Probably the rich do come out on top, but I wouldn't assume that everything would be hunky dory for the slaveowners just because they shook off the United States or that New York was doomed because half the country was gone. Maybe, maybe not.
Southern Shipping industry would boom. Southern tariff payments would have been kept South instead of being sent up North. Europeans would have bought more product because the prices are now lower. More money would capitalize and diversify more Industry.
It doesn't look hard to predict to me. We can't predict exact numbers, but we can certainly make a fair stab as to the direction for many industries.
You're pushing Marxist economic determinism, but human affairs are a lot more complicated than that.
You are trying to label it "Marxist" in an effort to discredit the idea, but it is indeed capitalistic through and through. What is more Socialistic, or perhaps more accurately "Crony Capitalistic" is the cooperation between government and industry to affect national policy.
The North gained the upper hand on national policy and made it very protectionist... for Northern industries. The South realized that their 1/4th of the citizens was paying 3/4ths of the cost of operating the Fed Gov, plus 40% of their earnings were being siphoned off by New York.
Sure, their money was earned by the labor of slaves, but they still regarded it as their money, and they wanted to keep more of it. The North wanted it too, and that is what the war was actually about.
Who gets the slave money.
Which contradicts what you were going on about before.
No it doesn't.

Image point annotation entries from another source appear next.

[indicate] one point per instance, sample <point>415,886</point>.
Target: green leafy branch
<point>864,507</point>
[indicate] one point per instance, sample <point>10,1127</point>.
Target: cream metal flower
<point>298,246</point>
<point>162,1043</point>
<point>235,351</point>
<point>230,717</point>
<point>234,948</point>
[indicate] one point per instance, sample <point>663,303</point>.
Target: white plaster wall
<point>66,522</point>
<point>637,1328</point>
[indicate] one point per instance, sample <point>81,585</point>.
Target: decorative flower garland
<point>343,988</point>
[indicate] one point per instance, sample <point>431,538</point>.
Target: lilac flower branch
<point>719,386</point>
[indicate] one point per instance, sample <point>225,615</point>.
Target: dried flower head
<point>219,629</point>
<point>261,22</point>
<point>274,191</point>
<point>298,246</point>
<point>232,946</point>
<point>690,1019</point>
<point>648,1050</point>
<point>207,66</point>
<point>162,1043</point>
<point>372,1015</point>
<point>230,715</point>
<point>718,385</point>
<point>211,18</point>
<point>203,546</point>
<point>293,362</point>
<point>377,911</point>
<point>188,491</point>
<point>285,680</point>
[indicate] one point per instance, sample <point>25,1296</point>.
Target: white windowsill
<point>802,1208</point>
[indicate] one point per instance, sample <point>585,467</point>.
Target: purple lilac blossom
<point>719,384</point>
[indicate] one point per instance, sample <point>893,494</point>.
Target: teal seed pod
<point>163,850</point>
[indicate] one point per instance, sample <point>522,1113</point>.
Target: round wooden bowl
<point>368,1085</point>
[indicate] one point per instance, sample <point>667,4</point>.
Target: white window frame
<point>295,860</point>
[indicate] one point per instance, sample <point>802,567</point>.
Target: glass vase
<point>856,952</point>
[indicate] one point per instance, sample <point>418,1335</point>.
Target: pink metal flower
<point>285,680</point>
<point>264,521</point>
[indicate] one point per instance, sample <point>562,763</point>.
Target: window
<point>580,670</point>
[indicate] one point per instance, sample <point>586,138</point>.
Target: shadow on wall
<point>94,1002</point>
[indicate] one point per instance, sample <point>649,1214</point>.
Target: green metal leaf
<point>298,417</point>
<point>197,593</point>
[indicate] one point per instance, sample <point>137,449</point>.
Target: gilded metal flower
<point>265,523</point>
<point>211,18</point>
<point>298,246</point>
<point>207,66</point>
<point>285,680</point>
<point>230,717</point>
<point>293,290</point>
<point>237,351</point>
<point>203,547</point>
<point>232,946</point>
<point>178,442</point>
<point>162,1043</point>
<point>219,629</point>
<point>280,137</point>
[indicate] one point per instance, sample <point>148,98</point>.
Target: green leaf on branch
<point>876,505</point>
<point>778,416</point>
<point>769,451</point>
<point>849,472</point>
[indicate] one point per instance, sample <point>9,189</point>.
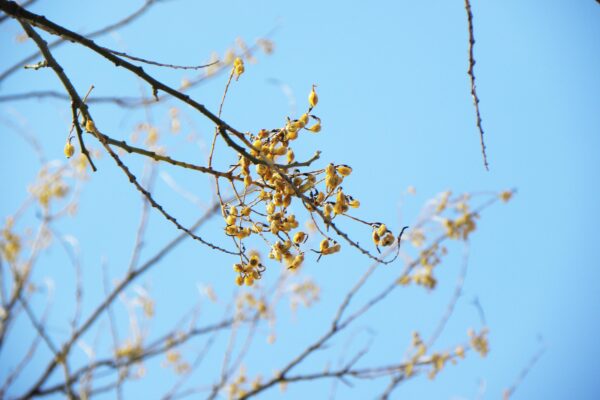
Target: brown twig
<point>473,86</point>
<point>136,14</point>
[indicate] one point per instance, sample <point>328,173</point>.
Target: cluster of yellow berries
<point>238,67</point>
<point>461,227</point>
<point>10,243</point>
<point>248,272</point>
<point>382,236</point>
<point>479,341</point>
<point>50,186</point>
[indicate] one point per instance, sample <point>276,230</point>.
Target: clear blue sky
<point>395,103</point>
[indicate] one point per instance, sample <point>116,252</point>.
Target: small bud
<point>69,149</point>
<point>313,99</point>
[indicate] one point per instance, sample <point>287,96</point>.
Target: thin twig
<point>473,86</point>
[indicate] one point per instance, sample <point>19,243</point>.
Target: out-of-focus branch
<point>524,372</point>
<point>36,388</point>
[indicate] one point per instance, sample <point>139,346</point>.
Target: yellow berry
<point>69,149</point>
<point>313,99</point>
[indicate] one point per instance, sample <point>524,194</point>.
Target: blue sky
<point>395,103</point>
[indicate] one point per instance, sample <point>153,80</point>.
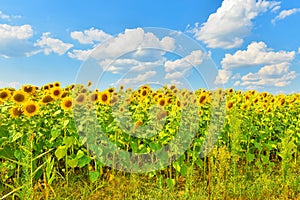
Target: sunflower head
<point>19,97</point>
<point>56,92</point>
<point>94,97</point>
<point>114,99</point>
<point>162,102</point>
<point>5,95</point>
<point>15,112</point>
<point>67,103</point>
<point>104,97</point>
<point>80,99</point>
<point>229,105</point>
<point>56,84</point>
<point>47,99</point>
<point>202,99</point>
<point>30,108</point>
<point>89,83</point>
<point>46,87</point>
<point>162,114</point>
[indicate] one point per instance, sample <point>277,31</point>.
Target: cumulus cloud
<point>285,13</point>
<point>195,58</point>
<point>4,16</point>
<point>80,54</point>
<point>14,41</point>
<point>257,53</point>
<point>227,27</point>
<point>123,65</point>
<point>277,75</point>
<point>140,79</point>
<point>90,36</point>
<point>174,75</point>
<point>132,40</point>
<point>49,45</point>
<point>15,32</point>
<point>10,84</point>
<point>223,76</point>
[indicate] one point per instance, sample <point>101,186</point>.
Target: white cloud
<point>277,75</point>
<point>4,16</point>
<point>132,40</point>
<point>141,78</point>
<point>119,66</point>
<point>223,76</point>
<point>10,84</point>
<point>257,53</point>
<point>227,27</point>
<point>285,13</point>
<point>276,8</point>
<point>80,54</point>
<point>174,75</point>
<point>90,36</point>
<point>15,32</point>
<point>237,83</point>
<point>195,58</point>
<point>14,41</point>
<point>49,45</point>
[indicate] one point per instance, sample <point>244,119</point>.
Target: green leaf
<point>72,162</point>
<point>83,161</point>
<point>176,166</point>
<point>55,133</point>
<point>170,183</point>
<point>249,157</point>
<point>68,141</point>
<point>93,176</point>
<point>184,170</point>
<point>57,113</point>
<point>16,135</point>
<point>79,154</point>
<point>60,152</point>
<point>66,122</point>
<point>18,154</point>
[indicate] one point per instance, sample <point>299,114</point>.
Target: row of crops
<point>50,133</point>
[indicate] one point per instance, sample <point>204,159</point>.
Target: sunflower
<point>67,103</point>
<point>56,84</point>
<point>202,99</point>
<point>162,114</point>
<point>94,97</point>
<point>47,99</point>
<point>46,87</point>
<point>104,97</point>
<point>80,99</point>
<point>178,103</point>
<point>15,112</point>
<point>28,88</point>
<point>229,105</point>
<point>19,97</point>
<point>56,92</point>
<point>30,108</point>
<point>64,94</point>
<point>5,95</point>
<point>172,87</point>
<point>89,83</point>
<point>114,100</point>
<point>200,113</point>
<point>111,90</point>
<point>162,102</point>
<point>144,92</point>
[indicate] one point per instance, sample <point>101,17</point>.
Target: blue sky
<point>245,44</point>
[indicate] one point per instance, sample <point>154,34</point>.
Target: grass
<point>136,186</point>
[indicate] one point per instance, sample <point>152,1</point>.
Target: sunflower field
<point>45,145</point>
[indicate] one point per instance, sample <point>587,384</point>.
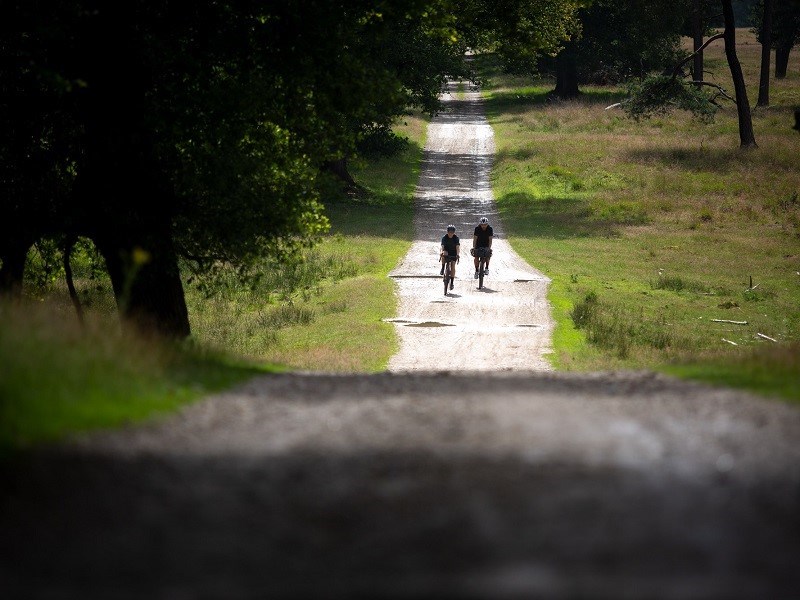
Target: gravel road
<point>511,482</point>
<point>506,325</point>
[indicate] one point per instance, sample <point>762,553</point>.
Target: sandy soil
<point>506,325</point>
<point>501,483</point>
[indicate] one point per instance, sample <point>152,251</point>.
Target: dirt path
<point>420,484</point>
<point>506,326</point>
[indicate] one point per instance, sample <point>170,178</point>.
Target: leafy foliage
<point>660,95</point>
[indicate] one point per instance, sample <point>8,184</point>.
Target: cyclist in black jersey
<point>482,238</point>
<point>451,247</point>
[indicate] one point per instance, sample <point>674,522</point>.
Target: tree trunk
<point>697,34</point>
<point>746,136</point>
<point>69,244</point>
<point>766,50</point>
<point>339,168</point>
<point>567,73</point>
<point>126,205</point>
<point>14,253</point>
<point>781,61</point>
<point>147,285</point>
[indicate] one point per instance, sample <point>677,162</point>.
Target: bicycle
<point>483,254</point>
<point>448,271</point>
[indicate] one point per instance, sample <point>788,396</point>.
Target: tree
<point>191,136</point>
<point>617,41</point>
<point>662,93</point>
<point>785,30</point>
<point>519,31</point>
<point>746,135</point>
<point>766,49</point>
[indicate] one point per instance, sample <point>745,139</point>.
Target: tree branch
<point>677,68</point>
<point>721,91</point>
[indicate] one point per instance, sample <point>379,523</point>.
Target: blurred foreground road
<point>423,485</point>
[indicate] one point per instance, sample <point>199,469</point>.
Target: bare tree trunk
<point>147,285</point>
<point>567,73</point>
<point>766,50</point>
<point>12,271</point>
<point>747,138</point>
<point>781,61</point>
<point>697,34</point>
<point>69,244</point>
<point>339,168</point>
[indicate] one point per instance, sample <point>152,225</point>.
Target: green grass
<point>321,313</point>
<point>660,225</point>
<point>56,379</point>
<point>332,320</point>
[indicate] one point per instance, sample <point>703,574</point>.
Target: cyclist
<point>482,238</point>
<point>450,250</point>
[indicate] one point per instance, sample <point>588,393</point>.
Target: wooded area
<point>192,137</point>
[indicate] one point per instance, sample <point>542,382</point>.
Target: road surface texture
<point>504,326</point>
<point>501,483</point>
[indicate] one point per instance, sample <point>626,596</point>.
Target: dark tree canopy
<point>167,131</point>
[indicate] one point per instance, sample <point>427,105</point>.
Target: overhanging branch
<point>677,68</point>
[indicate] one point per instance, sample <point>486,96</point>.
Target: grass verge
<point>334,321</point>
<point>669,247</point>
<point>321,313</point>
<point>56,379</point>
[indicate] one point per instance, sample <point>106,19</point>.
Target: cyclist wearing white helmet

You just didn't read carefully what I said. I said the South perceived him as a threat. People act on their perceptions, which are not necessarily realistic.
Many in the South saw him as a threat, and from their perspective this was all that mattered to them. That he couldn't actually be a threat simply wouldn't register with them, because all the people they knew agreed he was a threat.
Lincoln wasn't an actual threat to slavery where it existed. They didn't believe that.
And you would have lost your shirt. Egypt, India, Mexico, Brazil, and maybe Turkey, Central Asia and China coming on as major cotton producers would have doomed the dream of continuing fabulous wealth for the cotton states. Even without a civil war, that bonanza wasn't going to last much longer.
Meanwhile New York City went on to prosper spectacularly in the late 19th century. To be sure the Civil War had something to do with it, but so did Europe's demand for grain, flour, and meat, and the ability of Americans to sell machinery and manufactured goods in the wider world. For the North, too, cotton was never the king you make it out to be.
Many in the South saw him as a threat, and from their perspective this was all that mattered to them.
Yes, because politics is all about our unexamined feeelings. That's how wars start, countries become ungovernable and we end up in the messes we do. Thank goodness that people actually do have to argue and prove things with facts every now and then.
Where are you getting that from? Look around the 19th century world. Whether there was a right to independence and the circumstances under which that right could be exercised was very much in question. Losing independence or being denied self-determination was common throughout the century and didn't have much to do with the American Civil War.
That's not to condemn the idea of a right to self-determination, but when an idea faces the kind of opposition that it did in the world until very recently, it's bad policy to waste the principle on unworthy causes. If you have a written constitution and democratic representation that the rest of the world is denied, you don't throw it away in an emotional fit. You use those rights and opportunities to achieve a peaceful and mutually acceptable solution.